Ashgabat apparently prioritized this project as means to diversify the country’s gas exports. Not surprisingly, Turkmenistan’s state-owned company, TurkmenGaz, was selected the leader of the consortium, TAPI Ltd.
At a meeting in Ashgabat on Aug. 6, energy ministers of the TAPI participants decided to co-own the pipeline. TurkmenGaz also pledged to come up with majority investment for TAPI project. These decisions followed apparent reluctance by global energy giants to join, and under-write, the project.
The TAPI pipeline is expected to have a capacity to carry up to 33 billion cubic meters (bcm) of Turkmenistan’s gas a year for 30 years from 2018. The 1,800-kilometer TAPI is estimated to cost between $7.6 billion and $10 billion. In recent years, this ambitious project had been stalled mainly due to lack of funding.
Turkmenistan has aimed to start works on TAPI in December 2015, to coincide with celebrations of Turkmenistan’s official policy of “neutrality.”
Turkmenistan’s officials lost no time to promote the project now led by TurkmenGaz. On August 7, President Gurbanguly Berdymuhamedov traveled to Istanbul to meet Turkish President Recep Tayyip Erdogan. Berdymuhamedov invited Turkish businesses to join the TAPI project.
Several years ago, Russian officials and energy executives indicated interest in the TAPI project. But this month, Moscow moved to support a competing gas pipeline project. The Russian government issued a new regulation, dated August 4, aimed to support the Russian role in Pakistan’s North-South gas pipeline project. The government also approved a draft 25-year agreement with Pakistan on gas pipeline cooperation.
The 1,200-kilometer North-South gas pipeline is expected to funnel imported gas from Karachi to Lahore. The construction works are tentatively expected to start in 2016.
Pakistan’s North-South gas pipeline is seen as a transit route for imported, mainly Iranian, gas, along with the $7.5-billion Iran-Pakistan (IP) 1,800-kilometer pipeline. The upcoming lifting of international sanctions on Tehran can give these projects a boost, simultaneously undermining the economic viability of the TAPI project.

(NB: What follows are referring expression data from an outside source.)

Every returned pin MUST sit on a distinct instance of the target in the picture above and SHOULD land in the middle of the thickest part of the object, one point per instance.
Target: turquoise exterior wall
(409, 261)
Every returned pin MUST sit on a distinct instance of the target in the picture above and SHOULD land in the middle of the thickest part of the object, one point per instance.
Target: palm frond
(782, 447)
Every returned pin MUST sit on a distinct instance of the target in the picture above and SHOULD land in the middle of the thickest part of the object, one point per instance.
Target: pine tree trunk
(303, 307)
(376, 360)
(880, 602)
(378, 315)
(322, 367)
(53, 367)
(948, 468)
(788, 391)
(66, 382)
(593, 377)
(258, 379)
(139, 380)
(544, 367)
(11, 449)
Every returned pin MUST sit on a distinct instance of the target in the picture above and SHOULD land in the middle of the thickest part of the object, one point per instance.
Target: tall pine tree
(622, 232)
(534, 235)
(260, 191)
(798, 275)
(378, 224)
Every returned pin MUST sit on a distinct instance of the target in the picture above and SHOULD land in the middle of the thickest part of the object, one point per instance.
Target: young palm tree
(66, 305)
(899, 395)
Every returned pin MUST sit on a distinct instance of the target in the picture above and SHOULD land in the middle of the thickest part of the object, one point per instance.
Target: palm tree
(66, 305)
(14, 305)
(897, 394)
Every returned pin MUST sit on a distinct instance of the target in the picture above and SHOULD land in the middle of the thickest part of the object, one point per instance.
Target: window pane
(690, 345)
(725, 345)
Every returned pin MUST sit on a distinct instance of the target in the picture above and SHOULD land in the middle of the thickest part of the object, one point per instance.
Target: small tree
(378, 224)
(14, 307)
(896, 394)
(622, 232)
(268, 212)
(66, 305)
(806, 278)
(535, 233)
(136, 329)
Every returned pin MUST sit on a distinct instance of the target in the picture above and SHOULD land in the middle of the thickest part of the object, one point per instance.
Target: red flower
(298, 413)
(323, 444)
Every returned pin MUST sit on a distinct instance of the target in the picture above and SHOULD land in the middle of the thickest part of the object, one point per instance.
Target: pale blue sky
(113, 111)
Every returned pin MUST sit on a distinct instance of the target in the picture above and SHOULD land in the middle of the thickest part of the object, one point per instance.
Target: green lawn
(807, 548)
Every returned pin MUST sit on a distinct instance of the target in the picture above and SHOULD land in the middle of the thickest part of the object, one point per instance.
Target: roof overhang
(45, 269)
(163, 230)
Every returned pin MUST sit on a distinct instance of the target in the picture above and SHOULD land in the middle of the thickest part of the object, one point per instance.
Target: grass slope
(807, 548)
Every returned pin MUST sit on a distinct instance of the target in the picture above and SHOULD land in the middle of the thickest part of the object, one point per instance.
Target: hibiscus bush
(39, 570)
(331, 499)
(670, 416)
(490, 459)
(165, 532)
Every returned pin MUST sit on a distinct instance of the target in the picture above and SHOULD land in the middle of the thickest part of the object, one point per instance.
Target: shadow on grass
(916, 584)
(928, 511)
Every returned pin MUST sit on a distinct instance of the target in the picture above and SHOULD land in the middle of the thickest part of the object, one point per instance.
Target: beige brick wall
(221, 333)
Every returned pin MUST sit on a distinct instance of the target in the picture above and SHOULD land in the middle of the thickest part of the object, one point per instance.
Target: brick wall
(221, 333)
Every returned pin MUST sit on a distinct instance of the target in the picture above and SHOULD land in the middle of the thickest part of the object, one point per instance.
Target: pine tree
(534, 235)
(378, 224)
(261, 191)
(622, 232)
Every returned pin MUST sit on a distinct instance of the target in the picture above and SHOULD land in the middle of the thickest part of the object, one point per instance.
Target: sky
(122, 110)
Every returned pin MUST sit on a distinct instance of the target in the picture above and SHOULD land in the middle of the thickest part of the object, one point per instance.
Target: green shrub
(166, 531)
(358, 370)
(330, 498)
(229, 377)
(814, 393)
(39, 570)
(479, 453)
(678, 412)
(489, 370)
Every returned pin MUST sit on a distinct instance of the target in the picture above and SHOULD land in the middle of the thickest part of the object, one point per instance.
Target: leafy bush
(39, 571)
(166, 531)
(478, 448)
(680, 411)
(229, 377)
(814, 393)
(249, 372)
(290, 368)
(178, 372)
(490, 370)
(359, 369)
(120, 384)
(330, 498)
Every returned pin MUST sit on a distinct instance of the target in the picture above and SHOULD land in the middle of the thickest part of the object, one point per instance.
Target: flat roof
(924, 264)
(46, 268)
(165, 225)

Moscow’s latest move came with a background of the latest bitter dispute between the Russian gas giant Gazprom and TurkmenGaz. In early July, TurkmenGaz accused Gazprom of failing to fully pay for gas supplied this year. Gazprom responded by filing a case against TurkmenGaz at the international arbitration court in Stockholm over gas supply contract prices. Although there were earlier price disputes between Gazprom and TurkmenGaz, never before these disagreements entailed international arbitration.
The Russian gas export strategy used to include cheap imports from Central Asia, mainly Turkmenistan, and subsequent lucrative re-sale to Europe. In mid-2000s, Russia used to have huge gas plans in Central Asia. In September 2006, Gazprom agreed that Turkmenistan would export 80 bcm/year to Russia between 2008 and 2028. This agreement failed to materialize, presumably due to price disagreements.

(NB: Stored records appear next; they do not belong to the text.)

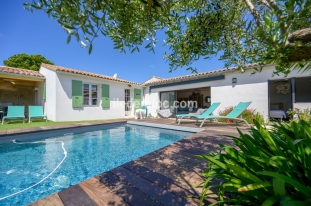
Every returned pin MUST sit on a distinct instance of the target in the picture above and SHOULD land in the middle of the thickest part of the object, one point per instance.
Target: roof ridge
(200, 74)
(86, 73)
(19, 71)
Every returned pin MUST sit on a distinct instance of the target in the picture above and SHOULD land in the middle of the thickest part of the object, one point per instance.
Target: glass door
(167, 100)
(127, 101)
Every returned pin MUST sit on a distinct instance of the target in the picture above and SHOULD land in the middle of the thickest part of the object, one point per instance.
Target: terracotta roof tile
(197, 75)
(73, 71)
(22, 72)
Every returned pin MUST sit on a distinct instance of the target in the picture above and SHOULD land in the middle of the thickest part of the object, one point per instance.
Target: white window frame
(90, 95)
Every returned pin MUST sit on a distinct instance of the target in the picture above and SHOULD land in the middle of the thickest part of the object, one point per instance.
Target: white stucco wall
(249, 87)
(59, 98)
(50, 102)
(65, 112)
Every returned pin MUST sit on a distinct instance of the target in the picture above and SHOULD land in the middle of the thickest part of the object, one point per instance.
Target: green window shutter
(105, 96)
(77, 98)
(44, 91)
(171, 99)
(137, 99)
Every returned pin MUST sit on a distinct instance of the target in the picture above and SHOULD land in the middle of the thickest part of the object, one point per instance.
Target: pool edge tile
(51, 200)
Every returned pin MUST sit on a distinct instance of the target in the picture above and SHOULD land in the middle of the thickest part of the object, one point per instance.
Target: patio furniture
(15, 112)
(232, 115)
(165, 113)
(1, 112)
(206, 113)
(36, 112)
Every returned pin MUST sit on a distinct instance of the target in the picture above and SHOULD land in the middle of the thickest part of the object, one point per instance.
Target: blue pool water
(34, 168)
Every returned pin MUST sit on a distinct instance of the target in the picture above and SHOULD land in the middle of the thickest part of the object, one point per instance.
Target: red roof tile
(197, 75)
(73, 71)
(21, 72)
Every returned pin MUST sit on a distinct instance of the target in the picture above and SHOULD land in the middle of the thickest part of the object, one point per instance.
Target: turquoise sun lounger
(36, 112)
(232, 115)
(15, 112)
(206, 113)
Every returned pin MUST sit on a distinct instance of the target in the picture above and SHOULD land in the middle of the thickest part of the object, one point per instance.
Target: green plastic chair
(15, 112)
(206, 113)
(36, 112)
(232, 115)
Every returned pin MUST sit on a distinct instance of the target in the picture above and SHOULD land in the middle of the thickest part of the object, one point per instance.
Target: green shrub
(267, 167)
(247, 114)
(299, 114)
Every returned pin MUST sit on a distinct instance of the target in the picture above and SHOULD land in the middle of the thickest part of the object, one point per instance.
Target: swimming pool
(39, 165)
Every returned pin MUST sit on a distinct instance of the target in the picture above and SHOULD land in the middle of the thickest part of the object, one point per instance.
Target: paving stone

In December 2007, Russia, Kazakhstan and Turkmenistan signed an agreement to build Pricaspiysky pipeline system to funnel 20 bcm of Central Asian natural gas per annum along the Caspian shores to Russia. However, this project was also shelved.

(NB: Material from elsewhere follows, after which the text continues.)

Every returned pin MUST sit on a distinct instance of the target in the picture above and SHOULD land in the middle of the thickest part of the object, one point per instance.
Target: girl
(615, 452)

As relations between Gazprom and TurkmenGaz reached new lows this year, Turkmenistan’s gas exports to Russia have been undergoing a steep decline. Gazprom’s purchases of gas from Turkmenistan are expected to go down to 4 bcm this year, from 40 bcm in 2008, and about 10 bcm/year in 2009-2014. So decade-old plans of a major gas partnership between Russia and Turkmenistan were replaced by a bitter rivalry between the two major natural gas producers.